TCR-mediated activation of early TCR signaling processes is independent of the CD3 ζ-lipid binding interactions. CD3 ζ-deficient T cells (BWδ) were reconstituted with wild type ζ or the BRS Sub-C construct. Clones, selected for equivalent TCR expression, were left untreated or stimulated with anti-CD3 mAbs for the indicated times (0, 3, 10, and 30 min). Total cell lysates (A) or immunoprecipitates of ZAP-70 (B) and SLP-76 (C) were prepared for immunoblotting with anti-phosphotyrosine. In addition, anti-phospho-specific antisera and antibodies against a number of additional proteins were used to immunoblot total cell lysates. These included anti-phospho-PLC γ and anti--PLC γ (D), anti-phospho-PKC θ (E), anti-phospho-AKT and anti-AKT (F), anti-phospho-Erk and anti-Erk (G), and anti-actin (H) and anti-CD3 ζ (I).
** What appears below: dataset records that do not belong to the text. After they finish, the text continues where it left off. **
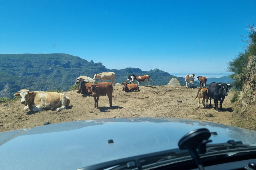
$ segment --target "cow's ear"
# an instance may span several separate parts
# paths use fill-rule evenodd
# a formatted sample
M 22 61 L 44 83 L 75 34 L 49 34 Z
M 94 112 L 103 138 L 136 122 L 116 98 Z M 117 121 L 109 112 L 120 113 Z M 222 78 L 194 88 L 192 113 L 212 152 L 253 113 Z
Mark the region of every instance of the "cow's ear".
M 34 95 L 36 94 L 36 93 L 34 92 L 28 92 L 28 94 L 29 94 L 29 95 Z
M 20 96 L 20 93 L 15 93 L 14 94 L 14 96 L 15 96 L 19 97 Z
Data are representative of three independent experiments.

FIGURE 5

The spatiotemporal accumulation of CD3 ζ at the immunological synapse is partially regulated by its phospholipid-binding properties. 5C.C7 (A-C) or D011.10 (D, E) TCR transgenic T cells were retrovirally transduced with constructs encoding the wild type CD3 ζ or BRS Sub-C, both linked to GFP. The GFP-positive cells were imaged after incubations with 10 μM peptide loaded APCs (MCC). A, Representative interaction of CD3 ζ Sub-C-GFP 5C.C7 T cells with the APC is shown at the indicated time points (sec) relative to the time of formation of a tight cell couple. Differential interference contrast (DIC) images are shown in the top row, with top-down, maximum projections of 3-dimensional ζ Sub-C-GFP fluorescence data in the bottom row. The fluorescence intensity is displayed in a rainbow-like false-color scale (increasing from blue to red). A movie covering the entire time frame is available in supplemental movie S1. B-C, The graphs display the percentage of cell couples from experiments similar to (A) with accumulation of wild type CD3 ζ-GFP (B), Sub-C-GFP (C). Any accumulation refers to ζ-GFP molecules that are grouped at the entire interface formed between the T cell and APC. Central accumulation refers to the clustering of ζ -GFP at the very center of the T cell-APC interface. Peripheral accumulation is for the clustering of ζ-GFP molecules at the outside ring of the T cell-APC interface. Finally, distal accumulation is evident when there is a clustering of ζ -GFP at the distal pole of the T cell, opposite to the area of T cell-APC contact. These patterns are described in detail elsewhere (15, 24). (D, E) DO11.10 T cells were mixed with A20 B cell lymphoma APCs in the presence of 10 μM Ova peptide. The graphs display the percentage of cell couples with accumulation of wild type ζ-GFP (D) or BRS Sub-C-GFP (E) as described in (A-C). A total of 45, 90, 85, 50 cell couples were analyzed in B, C, D, and E, respectively. Differences in accumulation in any interface pattern between wild type and BRS Sub-C were significant (p < 0.001) at all time points ≥ 100s; differences in central accumulation were significant (p < 0.005) at all time points ≥ 40 s. A movie covering the entire time frame for the OTII cells is available in supplemental movie S2.